Decoteau v. Raemisch

In 2012, CREEC and the Civil Rights Clinic at the University of Denver Sturm College of Law prevailed in litigation on behalf of Troy Anderson, a prisoner with mental illness who was held in administrative segregation (solitary confinement) at the Colorado State Penitentiary (CSP). Anderson sued the Colorado Department of Corrections (CDOC) for (among other things) lack of outdoor exercise. In August 2012, the judge issued  a Final Order and Judgment  declaring the lack of outdoor exercise at CSP unconstitutional.

A cinderblock room with walls that narrow toward the far end from approximately 8 feet wide near the photographer to approximately 3 feet wide at the far end. At the end, there are two long narrow windows extending from about one foot off the floor to about 6 inches from the ceiling. The room is empty except for a flourescent light on the ceiling and a chin-up bar on the right wall.

This is what passes for outdoor exercise at CSP.

Because it was an individual action, that decision only applied to Mr. Anderson.   The CDOC responded to the order by moving Mr. Anderson from CSP to Sterling Correctional Facility.   What about everyone else?   The CDOC   had not solved the lack of outdoor exercise at CSP.
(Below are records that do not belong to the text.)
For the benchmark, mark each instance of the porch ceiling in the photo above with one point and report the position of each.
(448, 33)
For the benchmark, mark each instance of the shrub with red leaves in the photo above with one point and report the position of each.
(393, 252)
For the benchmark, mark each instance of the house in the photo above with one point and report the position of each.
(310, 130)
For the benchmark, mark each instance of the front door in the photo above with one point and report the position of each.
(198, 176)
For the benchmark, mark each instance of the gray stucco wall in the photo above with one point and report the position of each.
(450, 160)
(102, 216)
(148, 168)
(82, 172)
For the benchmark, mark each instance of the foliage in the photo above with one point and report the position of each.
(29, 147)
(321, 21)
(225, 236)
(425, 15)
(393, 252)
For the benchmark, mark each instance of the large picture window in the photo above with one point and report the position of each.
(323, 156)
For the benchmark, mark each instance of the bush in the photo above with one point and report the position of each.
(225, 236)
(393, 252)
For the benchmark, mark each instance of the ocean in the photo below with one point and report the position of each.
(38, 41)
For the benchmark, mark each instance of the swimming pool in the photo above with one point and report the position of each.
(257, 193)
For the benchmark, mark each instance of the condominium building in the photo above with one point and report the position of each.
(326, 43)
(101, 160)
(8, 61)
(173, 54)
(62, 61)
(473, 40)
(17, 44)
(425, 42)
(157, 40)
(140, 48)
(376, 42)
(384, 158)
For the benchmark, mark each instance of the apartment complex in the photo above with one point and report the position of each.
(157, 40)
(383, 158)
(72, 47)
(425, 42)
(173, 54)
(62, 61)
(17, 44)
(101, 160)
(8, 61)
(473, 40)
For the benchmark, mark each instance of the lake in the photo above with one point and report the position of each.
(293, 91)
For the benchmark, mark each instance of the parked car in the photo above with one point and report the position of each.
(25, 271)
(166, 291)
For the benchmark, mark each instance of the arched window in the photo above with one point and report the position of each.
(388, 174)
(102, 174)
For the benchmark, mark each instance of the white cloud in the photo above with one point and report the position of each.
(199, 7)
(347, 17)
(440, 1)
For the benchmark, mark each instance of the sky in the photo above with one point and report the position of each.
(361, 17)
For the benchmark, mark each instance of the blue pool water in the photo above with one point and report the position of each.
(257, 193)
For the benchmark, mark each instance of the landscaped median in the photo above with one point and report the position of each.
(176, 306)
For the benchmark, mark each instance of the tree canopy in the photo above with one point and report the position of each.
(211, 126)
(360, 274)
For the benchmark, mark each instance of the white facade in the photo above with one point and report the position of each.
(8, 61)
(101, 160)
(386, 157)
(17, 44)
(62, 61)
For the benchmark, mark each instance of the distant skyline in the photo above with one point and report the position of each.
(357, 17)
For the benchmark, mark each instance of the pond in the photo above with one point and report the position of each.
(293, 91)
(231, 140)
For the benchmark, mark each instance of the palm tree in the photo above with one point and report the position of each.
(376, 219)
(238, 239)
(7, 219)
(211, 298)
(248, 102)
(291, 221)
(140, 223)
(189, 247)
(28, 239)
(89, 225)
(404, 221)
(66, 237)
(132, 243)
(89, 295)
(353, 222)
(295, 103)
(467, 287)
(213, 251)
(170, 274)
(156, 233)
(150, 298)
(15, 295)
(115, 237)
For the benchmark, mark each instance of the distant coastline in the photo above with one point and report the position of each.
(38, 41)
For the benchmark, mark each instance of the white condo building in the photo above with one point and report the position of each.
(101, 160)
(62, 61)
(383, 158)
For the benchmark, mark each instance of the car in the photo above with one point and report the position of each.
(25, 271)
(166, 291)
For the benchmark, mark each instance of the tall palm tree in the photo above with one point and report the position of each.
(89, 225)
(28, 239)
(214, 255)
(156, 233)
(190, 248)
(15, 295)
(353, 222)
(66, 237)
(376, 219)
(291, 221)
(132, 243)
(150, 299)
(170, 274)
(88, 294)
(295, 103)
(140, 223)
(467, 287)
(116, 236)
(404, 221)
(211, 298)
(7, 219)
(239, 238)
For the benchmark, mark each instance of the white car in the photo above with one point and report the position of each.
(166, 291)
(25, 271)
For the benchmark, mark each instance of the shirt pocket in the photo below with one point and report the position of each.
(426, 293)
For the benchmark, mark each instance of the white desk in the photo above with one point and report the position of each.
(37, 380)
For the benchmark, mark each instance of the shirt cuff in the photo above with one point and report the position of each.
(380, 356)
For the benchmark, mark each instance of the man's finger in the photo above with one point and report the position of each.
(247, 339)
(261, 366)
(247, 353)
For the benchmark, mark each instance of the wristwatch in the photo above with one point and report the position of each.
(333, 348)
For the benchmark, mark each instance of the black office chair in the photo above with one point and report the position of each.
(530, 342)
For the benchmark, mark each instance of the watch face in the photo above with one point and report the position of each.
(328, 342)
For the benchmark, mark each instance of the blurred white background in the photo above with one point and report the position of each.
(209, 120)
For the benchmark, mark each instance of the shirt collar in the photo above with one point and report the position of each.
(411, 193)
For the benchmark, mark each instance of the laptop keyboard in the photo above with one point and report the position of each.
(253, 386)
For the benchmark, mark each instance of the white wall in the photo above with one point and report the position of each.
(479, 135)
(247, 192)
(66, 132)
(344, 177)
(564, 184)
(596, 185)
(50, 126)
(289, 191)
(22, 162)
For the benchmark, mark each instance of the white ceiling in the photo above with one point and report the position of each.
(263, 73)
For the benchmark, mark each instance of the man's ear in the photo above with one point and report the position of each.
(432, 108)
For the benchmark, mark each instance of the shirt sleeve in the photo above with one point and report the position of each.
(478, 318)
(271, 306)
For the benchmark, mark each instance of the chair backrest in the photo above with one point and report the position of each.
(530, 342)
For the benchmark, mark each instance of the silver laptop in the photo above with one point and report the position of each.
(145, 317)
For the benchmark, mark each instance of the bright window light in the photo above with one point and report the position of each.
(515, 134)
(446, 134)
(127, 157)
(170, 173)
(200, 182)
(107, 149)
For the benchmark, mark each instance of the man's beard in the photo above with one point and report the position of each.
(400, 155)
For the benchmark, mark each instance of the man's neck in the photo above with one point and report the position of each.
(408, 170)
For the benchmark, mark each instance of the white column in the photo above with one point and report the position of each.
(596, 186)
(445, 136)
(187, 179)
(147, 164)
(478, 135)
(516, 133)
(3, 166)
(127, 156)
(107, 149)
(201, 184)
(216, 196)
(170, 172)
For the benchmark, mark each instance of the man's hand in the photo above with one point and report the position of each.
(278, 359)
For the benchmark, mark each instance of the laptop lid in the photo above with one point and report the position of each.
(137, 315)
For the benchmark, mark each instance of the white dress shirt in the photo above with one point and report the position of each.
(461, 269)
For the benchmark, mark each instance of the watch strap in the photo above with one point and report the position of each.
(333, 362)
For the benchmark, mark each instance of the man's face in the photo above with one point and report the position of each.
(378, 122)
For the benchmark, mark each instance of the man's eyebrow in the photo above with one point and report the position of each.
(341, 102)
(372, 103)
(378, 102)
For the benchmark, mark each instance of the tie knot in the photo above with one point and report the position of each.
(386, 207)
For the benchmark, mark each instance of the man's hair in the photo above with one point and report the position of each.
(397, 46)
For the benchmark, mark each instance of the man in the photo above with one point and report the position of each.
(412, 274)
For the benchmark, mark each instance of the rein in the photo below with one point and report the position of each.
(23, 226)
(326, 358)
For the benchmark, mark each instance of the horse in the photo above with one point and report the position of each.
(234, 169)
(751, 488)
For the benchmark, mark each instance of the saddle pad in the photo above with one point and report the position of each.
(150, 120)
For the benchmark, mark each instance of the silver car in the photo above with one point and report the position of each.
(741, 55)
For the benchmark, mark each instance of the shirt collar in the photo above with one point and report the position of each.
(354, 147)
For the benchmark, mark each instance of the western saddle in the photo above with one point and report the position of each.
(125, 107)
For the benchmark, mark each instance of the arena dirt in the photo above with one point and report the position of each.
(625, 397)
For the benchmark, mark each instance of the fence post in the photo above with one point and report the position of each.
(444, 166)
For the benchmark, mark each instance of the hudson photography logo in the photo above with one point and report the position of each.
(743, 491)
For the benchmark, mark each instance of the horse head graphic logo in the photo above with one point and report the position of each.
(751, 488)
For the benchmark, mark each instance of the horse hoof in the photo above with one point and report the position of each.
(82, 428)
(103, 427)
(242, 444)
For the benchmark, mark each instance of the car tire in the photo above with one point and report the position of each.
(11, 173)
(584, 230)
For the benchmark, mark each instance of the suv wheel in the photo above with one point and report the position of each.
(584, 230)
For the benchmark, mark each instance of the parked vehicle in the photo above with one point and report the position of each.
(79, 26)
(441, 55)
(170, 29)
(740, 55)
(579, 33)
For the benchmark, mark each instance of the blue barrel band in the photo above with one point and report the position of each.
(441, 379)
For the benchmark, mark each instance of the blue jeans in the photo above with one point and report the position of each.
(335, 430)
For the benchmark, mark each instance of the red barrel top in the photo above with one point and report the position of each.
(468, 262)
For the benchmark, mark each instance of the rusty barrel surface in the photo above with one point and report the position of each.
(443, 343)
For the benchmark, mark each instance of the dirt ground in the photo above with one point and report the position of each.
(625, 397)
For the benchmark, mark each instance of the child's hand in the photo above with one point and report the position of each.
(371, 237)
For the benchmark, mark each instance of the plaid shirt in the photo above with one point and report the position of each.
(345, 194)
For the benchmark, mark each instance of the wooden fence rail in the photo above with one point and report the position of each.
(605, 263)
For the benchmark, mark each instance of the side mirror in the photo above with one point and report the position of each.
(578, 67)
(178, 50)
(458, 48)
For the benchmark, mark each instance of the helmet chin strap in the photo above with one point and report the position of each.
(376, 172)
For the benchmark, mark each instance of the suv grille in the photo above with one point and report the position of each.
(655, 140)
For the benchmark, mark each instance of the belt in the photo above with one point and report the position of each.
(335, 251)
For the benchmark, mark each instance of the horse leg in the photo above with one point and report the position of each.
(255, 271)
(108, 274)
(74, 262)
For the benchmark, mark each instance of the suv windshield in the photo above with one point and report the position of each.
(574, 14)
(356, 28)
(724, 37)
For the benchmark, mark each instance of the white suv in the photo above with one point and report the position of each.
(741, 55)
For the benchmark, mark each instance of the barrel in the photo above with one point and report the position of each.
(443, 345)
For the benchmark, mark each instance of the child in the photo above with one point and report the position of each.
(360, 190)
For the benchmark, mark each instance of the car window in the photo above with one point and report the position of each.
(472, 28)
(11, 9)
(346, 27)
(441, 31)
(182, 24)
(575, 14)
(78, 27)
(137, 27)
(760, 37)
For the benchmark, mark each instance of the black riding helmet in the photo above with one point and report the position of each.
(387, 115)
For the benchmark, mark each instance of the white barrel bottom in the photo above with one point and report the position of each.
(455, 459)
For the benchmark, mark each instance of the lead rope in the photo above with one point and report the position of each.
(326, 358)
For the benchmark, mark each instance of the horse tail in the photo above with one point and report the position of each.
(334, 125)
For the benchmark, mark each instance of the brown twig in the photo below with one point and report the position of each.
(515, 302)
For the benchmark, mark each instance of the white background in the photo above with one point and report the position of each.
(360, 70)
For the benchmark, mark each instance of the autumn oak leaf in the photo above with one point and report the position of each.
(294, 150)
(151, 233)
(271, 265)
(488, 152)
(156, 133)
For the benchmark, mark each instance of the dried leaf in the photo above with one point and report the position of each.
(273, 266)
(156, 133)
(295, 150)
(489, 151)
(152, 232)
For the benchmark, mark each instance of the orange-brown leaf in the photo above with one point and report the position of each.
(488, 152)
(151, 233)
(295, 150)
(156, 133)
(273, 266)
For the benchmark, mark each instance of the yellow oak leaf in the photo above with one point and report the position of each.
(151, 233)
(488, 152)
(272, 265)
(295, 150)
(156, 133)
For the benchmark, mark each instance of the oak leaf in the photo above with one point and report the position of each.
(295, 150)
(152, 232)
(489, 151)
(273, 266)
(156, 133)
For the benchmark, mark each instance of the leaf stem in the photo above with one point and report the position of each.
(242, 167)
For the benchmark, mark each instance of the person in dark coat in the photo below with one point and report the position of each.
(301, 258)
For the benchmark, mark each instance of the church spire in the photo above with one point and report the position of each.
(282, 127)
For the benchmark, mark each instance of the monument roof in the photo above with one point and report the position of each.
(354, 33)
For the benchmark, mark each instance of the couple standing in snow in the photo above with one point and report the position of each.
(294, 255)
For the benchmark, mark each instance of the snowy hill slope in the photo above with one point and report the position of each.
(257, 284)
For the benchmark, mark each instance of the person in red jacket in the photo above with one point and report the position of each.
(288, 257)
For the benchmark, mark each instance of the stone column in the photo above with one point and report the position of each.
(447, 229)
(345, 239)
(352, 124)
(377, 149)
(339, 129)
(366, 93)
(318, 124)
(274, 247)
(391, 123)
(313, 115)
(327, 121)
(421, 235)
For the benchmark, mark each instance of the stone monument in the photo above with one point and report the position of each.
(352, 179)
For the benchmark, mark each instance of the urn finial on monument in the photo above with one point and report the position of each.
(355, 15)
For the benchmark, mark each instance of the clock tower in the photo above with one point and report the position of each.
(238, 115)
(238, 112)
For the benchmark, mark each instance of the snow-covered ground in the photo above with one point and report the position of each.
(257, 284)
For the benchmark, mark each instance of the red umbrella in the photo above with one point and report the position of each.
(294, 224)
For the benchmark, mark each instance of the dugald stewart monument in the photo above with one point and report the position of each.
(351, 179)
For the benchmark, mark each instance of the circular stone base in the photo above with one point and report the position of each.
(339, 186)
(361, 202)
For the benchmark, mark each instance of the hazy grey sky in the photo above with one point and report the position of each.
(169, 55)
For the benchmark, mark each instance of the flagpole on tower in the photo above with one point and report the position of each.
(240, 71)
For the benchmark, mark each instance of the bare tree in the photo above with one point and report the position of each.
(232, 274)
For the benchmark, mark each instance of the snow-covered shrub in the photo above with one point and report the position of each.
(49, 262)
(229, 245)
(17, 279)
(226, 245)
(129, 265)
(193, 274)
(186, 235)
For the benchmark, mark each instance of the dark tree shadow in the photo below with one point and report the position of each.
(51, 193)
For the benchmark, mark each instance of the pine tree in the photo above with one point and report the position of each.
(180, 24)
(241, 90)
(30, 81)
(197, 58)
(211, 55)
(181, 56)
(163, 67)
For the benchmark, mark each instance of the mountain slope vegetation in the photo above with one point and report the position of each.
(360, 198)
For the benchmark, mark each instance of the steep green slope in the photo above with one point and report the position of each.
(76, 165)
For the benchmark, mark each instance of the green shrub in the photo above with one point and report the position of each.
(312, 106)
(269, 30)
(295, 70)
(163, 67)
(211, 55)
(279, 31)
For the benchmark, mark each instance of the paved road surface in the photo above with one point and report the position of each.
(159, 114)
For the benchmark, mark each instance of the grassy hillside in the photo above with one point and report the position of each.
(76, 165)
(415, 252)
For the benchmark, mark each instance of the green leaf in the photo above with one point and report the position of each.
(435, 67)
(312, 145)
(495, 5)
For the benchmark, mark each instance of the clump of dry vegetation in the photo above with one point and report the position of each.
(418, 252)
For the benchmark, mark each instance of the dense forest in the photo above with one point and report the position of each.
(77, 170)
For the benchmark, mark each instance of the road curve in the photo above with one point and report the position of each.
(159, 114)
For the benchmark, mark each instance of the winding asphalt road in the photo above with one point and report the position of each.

The Decoteau case challenges the lack of outdoor exercise at CSP on a class basis, that is, as a class action on behalf of all inmates in administrative segregation at that facility.   We initially started with three named plaintiffs — Ryan Decoteau, Anthony Gomez, and Dominic Duran — who have experienced the same lack of exercise as Mr. Anderson. Recently, Judge Martinez granted class certification to the case under Rule 23(b)(2), certifying a class defined as follows:

All inmates who are now or will in the future be housed in administrative segregation at the Colorado State Penitentiary and who are now or will in the future be subjected to the policy and practice of refusing to provide such inmates access to outdoor exercise.